Welcome! I am a Ph.D. Candidate in Economic Analysis & Policy at Stanford Graduate School of Business.
I am a microeconomic theorist working on bargaining theory and mechanism design.
Job Market Paper
This paper studies the effect of transparency in negotiations in the presence of outsiders. I consider a game in which two players (negotiators) engage in bargaining in the presence of a third player (outsider) who also cares about the outcome of the negotiation. As the bargaining progresses, the outsider takes a single irreversible action that brings him a payoff that depends on the allocation that the negotiators will agree to implement.

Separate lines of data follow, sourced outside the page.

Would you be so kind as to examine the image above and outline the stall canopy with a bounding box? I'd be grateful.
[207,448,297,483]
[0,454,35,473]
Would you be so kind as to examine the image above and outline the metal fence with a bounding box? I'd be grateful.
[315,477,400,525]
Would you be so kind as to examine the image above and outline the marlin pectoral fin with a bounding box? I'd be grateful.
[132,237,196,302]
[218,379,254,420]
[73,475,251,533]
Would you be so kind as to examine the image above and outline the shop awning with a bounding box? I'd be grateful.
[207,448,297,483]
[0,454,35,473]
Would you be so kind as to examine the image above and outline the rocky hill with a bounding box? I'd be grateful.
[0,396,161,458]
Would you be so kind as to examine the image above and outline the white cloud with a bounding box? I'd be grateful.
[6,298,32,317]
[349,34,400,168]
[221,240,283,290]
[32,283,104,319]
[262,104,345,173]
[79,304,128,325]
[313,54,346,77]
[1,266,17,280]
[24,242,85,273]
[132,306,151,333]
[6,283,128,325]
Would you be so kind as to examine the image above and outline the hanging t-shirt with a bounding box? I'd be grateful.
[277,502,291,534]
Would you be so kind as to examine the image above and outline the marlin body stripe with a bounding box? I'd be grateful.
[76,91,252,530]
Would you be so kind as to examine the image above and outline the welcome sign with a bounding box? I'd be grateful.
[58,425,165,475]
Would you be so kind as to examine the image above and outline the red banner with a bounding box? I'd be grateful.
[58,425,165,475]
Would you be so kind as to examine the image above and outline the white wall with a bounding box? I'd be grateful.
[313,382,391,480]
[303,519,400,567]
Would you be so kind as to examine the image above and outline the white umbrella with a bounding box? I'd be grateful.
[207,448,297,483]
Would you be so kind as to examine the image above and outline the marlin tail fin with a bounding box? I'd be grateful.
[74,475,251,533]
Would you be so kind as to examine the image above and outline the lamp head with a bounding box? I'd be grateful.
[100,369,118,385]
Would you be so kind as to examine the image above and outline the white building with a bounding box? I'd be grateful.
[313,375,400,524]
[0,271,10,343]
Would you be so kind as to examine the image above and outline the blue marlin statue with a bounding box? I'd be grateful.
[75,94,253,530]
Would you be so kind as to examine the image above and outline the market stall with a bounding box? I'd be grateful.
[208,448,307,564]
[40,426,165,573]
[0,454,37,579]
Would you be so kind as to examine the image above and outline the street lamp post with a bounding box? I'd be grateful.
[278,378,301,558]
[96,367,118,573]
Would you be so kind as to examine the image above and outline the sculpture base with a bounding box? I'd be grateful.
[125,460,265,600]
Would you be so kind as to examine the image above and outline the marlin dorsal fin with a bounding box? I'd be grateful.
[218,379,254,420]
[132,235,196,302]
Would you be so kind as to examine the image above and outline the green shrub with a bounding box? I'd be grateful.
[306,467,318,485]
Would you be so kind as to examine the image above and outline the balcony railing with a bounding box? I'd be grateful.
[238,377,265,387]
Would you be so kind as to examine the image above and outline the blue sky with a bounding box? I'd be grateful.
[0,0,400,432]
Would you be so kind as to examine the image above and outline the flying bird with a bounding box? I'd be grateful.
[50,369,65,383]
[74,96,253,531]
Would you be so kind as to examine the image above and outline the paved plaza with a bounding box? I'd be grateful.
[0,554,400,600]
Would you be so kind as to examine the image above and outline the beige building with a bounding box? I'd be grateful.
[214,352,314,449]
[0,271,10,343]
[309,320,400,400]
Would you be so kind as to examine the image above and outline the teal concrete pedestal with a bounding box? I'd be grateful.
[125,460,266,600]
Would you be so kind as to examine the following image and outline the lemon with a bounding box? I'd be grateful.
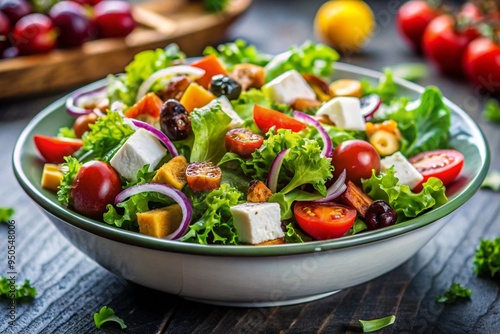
[314,0,376,53]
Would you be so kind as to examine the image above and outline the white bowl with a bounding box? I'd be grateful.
[13,63,489,307]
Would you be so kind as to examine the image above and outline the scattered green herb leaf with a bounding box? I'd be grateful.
[391,63,429,81]
[481,170,500,191]
[483,99,500,123]
[94,306,127,329]
[436,283,472,304]
[474,237,500,278]
[0,276,37,300]
[359,315,396,333]
[0,208,14,223]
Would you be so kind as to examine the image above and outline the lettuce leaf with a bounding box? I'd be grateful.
[265,41,339,82]
[179,183,243,245]
[385,86,451,157]
[219,129,333,196]
[57,156,82,206]
[362,167,448,222]
[203,39,271,70]
[189,103,231,163]
[77,111,135,161]
[107,44,186,106]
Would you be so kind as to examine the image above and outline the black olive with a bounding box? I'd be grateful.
[365,200,398,230]
[160,99,192,140]
[210,74,241,100]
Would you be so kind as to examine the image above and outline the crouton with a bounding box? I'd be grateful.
[247,180,273,203]
[137,204,182,238]
[152,155,188,190]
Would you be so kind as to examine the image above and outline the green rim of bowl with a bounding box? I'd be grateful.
[13,63,490,257]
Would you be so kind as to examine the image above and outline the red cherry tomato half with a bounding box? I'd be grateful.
[422,15,473,76]
[33,135,83,164]
[293,202,356,240]
[410,150,464,192]
[226,128,264,158]
[463,37,500,94]
[396,0,439,51]
[70,160,122,220]
[253,104,307,132]
[332,139,380,185]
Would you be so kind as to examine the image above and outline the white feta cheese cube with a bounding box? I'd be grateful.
[231,203,285,244]
[380,151,424,189]
[262,70,316,104]
[109,128,167,181]
[316,96,366,131]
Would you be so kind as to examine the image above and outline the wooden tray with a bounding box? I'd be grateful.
[0,0,251,99]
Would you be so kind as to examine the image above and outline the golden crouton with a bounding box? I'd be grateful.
[247,180,273,203]
[137,204,182,238]
[42,164,63,191]
[153,155,188,190]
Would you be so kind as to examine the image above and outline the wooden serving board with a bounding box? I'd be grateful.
[0,0,252,99]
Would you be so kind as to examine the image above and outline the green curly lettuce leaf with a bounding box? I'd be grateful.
[179,183,244,245]
[265,41,339,82]
[362,167,448,222]
[203,39,271,70]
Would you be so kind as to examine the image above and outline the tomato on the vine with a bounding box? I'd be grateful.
[293,202,356,240]
[70,160,122,219]
[332,139,380,185]
[422,15,474,76]
[396,0,439,51]
[463,37,500,94]
[410,149,464,192]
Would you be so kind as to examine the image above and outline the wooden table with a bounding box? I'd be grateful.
[0,0,500,333]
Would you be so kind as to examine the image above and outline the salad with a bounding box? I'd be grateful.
[34,40,464,245]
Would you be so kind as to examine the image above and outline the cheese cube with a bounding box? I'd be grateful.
[380,151,424,189]
[231,203,285,244]
[316,96,365,131]
[109,128,167,181]
[262,70,316,104]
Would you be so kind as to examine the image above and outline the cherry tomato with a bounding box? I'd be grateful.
[73,112,97,138]
[226,128,264,158]
[410,150,464,192]
[396,0,439,51]
[463,37,500,94]
[33,135,83,164]
[12,13,57,55]
[70,160,122,220]
[293,202,356,240]
[332,139,380,185]
[186,161,222,191]
[422,15,473,76]
[253,104,307,132]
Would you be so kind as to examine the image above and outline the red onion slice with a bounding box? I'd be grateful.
[293,111,333,158]
[313,169,347,203]
[359,94,382,121]
[115,183,193,240]
[266,148,290,193]
[130,118,179,157]
[66,86,108,117]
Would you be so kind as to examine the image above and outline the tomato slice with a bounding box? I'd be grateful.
[123,92,163,122]
[33,135,83,164]
[293,202,356,240]
[186,161,222,191]
[410,150,464,192]
[253,104,307,132]
[226,128,264,158]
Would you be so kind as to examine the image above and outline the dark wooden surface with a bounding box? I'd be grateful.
[0,0,500,333]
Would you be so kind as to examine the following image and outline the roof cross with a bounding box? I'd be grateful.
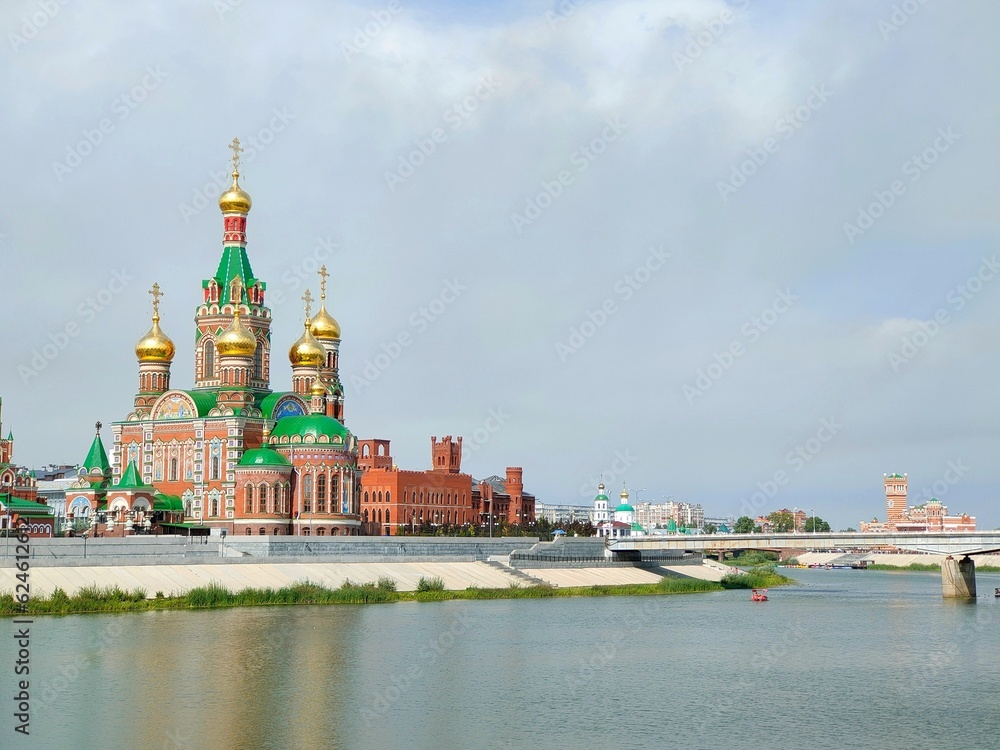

The set of feasible allocations depends on the state of the world which is known to the negotiators but not to the outsider. The negotiators care about the bargaining outcome and have misaligned incentives regarding the outsider's decisions. When proposals are public (transparent negotiation), there is an equilibrium where negotiators engage in posturing behavior as a tactic to distort the outsider's action. This behavior reduces efficiency because the outsider makes a suboptimal decision, and sometimes, there is delay in the negotiation. Moreover, I show that these inefficiencies arise for a general class of equilibria. On the other hand, when proposals are private (non-transparent negotiation), the negotiators agree immediately, and the terms of the agreement are highly informative for the outsider. In this situation, I show that every equilibrium is approximately efficient.